Most often caused by deficiencies during pregnancy due to a number of mitigating factors.

What is known as a soft science. Psychology and sociology are methodologically weak.

Instinct is a different programming than knowledge, a wasp is incapable of knowledge. It simply reacts instinctively, (autonomous biochemical response to environmental stimuli).

P.S. You should have watched the entire clip, they told specifically how it “knows” … pheromones, (biochemical scent with high reacitivity, like any peptide hormone).

Yes, I did watch it (the entire series). My question was: Why does it do it? Why blue butterfly caterpillar and not some other larvae? Why lay eggs this way and not some other way?

?

As I stated, you were told: pheromones are powerful peptide compounds, and activate sequences of other hormones to be released. Insects are driven by biochemical cursors, they haven’t the capacity to “know” anything, they simply react according to genetic programming, (more complex biochemical sequences), autonomously.

Just as the ants started to attack one another when the wasp released the effecting hormone. Biochemical stimulus > reception > reaction in hormonal release in affected individual > biochemical processes affected > behavior change.

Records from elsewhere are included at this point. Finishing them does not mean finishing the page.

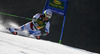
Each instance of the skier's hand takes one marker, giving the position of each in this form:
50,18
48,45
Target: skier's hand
34,19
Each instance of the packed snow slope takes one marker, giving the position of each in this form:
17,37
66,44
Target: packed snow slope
14,44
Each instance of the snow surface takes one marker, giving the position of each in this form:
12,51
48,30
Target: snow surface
13,44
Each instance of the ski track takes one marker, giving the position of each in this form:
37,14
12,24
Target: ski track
13,44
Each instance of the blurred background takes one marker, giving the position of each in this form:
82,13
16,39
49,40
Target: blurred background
81,27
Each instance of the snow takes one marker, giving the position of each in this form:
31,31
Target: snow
14,44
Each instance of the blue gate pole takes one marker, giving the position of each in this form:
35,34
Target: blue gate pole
62,29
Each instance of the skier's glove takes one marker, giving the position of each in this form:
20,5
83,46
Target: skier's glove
45,33
34,19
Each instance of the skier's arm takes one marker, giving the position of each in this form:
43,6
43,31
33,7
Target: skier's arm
47,29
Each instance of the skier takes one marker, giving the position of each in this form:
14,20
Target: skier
38,22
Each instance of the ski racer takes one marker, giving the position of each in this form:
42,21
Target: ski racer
38,22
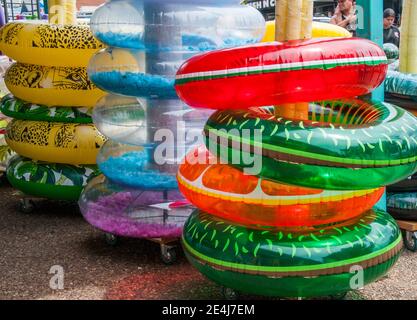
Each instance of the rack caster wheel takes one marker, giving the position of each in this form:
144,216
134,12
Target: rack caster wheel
111,239
168,254
230,294
410,240
26,206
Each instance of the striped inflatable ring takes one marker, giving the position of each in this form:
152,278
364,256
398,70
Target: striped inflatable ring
55,142
406,185
300,262
19,109
278,73
255,201
49,44
52,86
346,145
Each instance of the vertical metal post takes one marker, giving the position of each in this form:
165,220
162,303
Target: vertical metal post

You are attempting to anthropomorphise the behavior. At some point in time, there was a behavior change due to this or similar hormone, and with the behavior change, the new offspring kept the genetic information in its DNA, so the line continued, and the behavior biochemically repeats even today. It’s evolution. If the behavior change had created a negative impact, it is likely to a certain degree, that this species of wasp would be part of the fossil record, and found nowhere else.

Alright.

This is where we differ in our opinions. You might say that one can have a custom-designed stimulus response mechanism in their genes, but to me this would be “innate knowledge”.

Again, What is instinct vs. knowledge?

Then you would be in error.

It is pointless to argue what has already been proven. Instinct bares no similarity to knowledge, which is privilege of the higher order species that can actually engage application towards new behaviors through a posteriori information , or memory, abstraction and application.

This should also answer Bane’s question.